MOSCOW (Reuters) – Russia’s Wagner mercenary group has stopped recruiting prisoners to fight in Ukraine, Wagner’s founder Yevgeny Prigozhin said on Thursday.
“The recruitment of prisoners by the Wagner private military company has completely stopped,” Prigozhin said in a response to a request for comment from a Russian media outlet published on social media.
“We are fulfilling all our obligations to those who work for us now,” he said.
Wagner began recruiting prisoners in Russia’s sprawling penal system in summer 2022, with Prigozhin, a catering entrepreneur who served nine years in prison during the Soviet Union, offering convicts a pardon if they survived six months in Ukraine.
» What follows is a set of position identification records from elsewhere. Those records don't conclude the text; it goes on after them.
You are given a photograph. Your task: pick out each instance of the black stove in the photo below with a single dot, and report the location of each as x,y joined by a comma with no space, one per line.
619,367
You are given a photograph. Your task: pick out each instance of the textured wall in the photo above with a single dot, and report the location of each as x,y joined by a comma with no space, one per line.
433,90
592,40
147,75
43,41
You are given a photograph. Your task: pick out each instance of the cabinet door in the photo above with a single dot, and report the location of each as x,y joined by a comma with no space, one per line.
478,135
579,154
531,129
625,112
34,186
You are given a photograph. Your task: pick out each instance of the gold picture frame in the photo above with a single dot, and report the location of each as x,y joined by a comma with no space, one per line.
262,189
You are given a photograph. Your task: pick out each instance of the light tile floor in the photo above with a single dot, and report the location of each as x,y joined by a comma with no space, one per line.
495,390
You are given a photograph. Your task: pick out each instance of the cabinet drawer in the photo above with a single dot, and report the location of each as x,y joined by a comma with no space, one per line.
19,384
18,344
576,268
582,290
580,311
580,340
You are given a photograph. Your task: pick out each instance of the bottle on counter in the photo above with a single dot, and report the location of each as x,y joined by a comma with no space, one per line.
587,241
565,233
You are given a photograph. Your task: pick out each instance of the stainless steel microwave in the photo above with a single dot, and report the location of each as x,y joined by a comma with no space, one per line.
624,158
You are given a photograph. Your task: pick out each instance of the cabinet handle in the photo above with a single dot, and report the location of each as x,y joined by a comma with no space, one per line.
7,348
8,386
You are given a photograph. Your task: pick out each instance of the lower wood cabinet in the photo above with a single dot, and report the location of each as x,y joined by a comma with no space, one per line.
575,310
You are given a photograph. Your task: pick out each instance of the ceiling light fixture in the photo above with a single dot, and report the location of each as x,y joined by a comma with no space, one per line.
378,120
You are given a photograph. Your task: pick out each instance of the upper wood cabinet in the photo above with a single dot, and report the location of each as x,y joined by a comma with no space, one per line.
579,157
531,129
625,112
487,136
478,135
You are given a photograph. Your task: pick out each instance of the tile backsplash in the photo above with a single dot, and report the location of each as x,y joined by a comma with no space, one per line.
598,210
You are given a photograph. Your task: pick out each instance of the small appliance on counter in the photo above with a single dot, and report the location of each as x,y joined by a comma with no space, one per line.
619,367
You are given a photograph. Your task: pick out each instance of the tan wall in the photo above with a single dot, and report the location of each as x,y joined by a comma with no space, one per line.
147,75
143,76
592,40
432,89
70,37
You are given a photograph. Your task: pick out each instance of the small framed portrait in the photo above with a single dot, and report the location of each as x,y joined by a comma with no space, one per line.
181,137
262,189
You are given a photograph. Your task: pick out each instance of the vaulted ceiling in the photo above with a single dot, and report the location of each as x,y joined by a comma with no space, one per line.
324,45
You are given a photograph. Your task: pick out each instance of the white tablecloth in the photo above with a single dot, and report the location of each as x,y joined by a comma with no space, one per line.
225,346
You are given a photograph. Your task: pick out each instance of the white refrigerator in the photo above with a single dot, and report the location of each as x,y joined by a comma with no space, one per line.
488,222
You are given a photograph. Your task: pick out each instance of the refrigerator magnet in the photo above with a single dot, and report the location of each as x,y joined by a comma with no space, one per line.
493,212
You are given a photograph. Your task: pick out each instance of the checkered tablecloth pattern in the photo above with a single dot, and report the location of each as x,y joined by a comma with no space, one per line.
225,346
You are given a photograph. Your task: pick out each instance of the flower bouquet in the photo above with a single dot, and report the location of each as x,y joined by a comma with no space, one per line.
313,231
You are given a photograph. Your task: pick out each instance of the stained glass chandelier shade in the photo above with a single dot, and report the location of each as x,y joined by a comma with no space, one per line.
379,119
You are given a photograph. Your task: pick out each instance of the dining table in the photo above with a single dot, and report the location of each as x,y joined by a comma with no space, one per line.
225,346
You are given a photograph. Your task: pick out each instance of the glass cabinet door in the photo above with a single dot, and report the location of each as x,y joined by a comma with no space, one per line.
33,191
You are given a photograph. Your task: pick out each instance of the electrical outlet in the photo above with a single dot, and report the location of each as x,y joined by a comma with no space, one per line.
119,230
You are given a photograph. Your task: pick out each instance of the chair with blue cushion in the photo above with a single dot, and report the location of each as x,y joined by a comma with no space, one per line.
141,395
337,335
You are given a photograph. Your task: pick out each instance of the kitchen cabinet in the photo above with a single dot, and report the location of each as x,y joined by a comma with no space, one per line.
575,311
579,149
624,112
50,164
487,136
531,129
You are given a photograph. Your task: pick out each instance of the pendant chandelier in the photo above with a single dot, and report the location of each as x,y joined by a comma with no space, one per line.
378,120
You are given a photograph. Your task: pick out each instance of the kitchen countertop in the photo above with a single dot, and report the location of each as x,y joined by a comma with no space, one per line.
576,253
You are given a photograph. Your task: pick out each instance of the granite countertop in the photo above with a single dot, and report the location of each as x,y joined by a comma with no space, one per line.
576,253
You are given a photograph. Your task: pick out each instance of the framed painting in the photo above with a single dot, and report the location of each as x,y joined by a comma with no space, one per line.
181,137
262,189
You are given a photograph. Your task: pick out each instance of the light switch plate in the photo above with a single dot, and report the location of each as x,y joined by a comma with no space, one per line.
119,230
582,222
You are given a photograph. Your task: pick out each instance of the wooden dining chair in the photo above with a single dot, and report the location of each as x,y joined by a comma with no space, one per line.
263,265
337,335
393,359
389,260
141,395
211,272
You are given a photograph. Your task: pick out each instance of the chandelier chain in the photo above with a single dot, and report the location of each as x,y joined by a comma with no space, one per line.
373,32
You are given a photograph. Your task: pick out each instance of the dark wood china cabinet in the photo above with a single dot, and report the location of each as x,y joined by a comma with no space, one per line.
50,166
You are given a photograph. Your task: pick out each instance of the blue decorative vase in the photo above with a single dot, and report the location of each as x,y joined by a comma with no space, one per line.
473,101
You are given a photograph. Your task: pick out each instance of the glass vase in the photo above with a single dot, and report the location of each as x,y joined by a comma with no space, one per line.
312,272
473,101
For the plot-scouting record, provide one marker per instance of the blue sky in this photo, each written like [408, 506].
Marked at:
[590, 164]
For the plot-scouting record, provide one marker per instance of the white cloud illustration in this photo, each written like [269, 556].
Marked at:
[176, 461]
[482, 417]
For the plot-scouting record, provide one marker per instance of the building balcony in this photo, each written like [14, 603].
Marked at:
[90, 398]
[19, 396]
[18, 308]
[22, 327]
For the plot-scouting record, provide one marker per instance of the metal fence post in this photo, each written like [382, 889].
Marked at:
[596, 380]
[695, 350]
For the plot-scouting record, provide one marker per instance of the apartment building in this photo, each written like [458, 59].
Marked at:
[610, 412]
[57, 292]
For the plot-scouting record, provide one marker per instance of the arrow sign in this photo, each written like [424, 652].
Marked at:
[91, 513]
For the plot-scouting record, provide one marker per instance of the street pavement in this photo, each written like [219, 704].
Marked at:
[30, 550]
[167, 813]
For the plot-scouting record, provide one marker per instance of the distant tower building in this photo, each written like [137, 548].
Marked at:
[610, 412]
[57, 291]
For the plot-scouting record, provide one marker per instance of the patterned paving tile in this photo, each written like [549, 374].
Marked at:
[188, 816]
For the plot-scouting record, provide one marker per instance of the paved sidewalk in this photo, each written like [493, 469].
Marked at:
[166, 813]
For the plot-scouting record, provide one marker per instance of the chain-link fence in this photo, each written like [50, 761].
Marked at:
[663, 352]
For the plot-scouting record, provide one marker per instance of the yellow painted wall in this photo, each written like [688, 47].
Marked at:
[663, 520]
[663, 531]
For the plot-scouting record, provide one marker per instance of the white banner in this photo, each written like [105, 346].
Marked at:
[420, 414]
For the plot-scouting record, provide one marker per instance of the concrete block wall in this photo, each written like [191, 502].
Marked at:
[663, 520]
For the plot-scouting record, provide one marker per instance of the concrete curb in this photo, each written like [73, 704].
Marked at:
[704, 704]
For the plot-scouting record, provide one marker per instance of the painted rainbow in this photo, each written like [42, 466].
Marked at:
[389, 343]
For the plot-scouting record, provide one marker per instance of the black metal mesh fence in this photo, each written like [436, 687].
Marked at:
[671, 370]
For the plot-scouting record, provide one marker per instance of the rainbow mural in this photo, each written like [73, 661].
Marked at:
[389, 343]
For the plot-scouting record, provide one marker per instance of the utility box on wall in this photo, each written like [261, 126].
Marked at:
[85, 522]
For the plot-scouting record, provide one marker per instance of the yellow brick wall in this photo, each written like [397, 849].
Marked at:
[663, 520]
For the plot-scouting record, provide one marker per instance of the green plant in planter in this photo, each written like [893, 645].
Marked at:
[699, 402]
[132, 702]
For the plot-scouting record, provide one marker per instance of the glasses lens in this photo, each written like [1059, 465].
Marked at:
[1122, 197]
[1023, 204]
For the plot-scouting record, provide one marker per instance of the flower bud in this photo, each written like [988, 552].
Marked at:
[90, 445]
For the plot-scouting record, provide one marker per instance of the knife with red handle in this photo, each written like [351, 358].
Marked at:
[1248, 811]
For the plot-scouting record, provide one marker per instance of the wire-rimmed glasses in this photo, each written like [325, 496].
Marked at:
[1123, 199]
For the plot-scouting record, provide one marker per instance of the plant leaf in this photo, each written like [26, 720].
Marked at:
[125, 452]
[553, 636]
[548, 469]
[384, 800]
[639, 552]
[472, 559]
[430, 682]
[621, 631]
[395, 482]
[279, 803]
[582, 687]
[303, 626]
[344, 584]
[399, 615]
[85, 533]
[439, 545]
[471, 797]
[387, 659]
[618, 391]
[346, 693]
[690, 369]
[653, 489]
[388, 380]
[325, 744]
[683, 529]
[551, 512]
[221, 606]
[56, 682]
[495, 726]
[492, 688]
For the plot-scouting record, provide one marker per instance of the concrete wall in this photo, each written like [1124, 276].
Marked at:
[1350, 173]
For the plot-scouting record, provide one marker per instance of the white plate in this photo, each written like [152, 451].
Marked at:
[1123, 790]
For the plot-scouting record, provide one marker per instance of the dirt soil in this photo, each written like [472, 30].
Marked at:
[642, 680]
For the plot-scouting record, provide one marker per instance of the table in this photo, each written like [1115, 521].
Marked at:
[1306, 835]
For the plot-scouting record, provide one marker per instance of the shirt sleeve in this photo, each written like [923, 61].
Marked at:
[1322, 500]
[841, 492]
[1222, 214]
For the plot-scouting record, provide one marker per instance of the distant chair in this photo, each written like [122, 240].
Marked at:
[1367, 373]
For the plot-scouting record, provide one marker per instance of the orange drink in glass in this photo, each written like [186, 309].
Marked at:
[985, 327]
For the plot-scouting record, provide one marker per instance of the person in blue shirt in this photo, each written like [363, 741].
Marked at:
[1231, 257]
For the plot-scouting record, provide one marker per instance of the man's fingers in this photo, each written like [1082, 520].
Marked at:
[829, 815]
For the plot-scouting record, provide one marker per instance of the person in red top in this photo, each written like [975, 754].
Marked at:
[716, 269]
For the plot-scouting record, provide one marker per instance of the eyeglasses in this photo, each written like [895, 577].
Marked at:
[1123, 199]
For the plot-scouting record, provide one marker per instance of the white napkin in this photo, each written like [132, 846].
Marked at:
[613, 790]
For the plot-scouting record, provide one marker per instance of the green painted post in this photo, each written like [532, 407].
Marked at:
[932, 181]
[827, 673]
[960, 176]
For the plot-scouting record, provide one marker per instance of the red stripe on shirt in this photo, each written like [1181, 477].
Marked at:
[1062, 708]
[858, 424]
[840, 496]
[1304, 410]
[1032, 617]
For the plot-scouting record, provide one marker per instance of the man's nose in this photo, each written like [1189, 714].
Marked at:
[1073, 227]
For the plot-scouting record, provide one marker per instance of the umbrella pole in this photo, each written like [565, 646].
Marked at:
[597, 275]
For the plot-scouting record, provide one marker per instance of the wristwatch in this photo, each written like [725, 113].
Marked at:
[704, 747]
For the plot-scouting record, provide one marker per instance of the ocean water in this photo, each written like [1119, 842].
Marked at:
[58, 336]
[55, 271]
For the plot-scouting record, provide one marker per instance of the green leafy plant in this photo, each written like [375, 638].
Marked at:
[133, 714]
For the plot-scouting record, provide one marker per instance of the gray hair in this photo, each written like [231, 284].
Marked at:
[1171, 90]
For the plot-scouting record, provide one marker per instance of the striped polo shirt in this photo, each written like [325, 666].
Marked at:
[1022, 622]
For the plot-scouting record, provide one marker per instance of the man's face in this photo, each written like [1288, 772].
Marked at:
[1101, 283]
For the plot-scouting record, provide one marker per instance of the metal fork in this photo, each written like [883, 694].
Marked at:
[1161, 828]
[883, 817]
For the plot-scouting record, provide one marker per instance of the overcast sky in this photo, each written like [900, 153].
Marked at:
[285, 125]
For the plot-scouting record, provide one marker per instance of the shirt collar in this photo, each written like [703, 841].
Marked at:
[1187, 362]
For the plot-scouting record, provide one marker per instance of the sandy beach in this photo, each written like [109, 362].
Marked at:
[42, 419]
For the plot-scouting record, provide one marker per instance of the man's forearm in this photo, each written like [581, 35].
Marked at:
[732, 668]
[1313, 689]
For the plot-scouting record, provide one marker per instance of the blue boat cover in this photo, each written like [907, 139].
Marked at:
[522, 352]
Wagner has not provided information on how many convicts joined its ranks, but Russian penal service figures published in November showed the country’s prison population dropping by over 20,000 between August and November, the largest drop in over a decade.
In December, Reuters reported that the U.S. intelligence community believes that Wagner had 40,000 convict fighters deployed in Ukraine, making up the vast majority of the group’s personnel in the country.
The Wagner Group has in recent months played an increasingly prominent role in Russia’s war in Ukraine, with the mercenary force spearheading a months-long assault on the Donetsk region town of Bakhmut.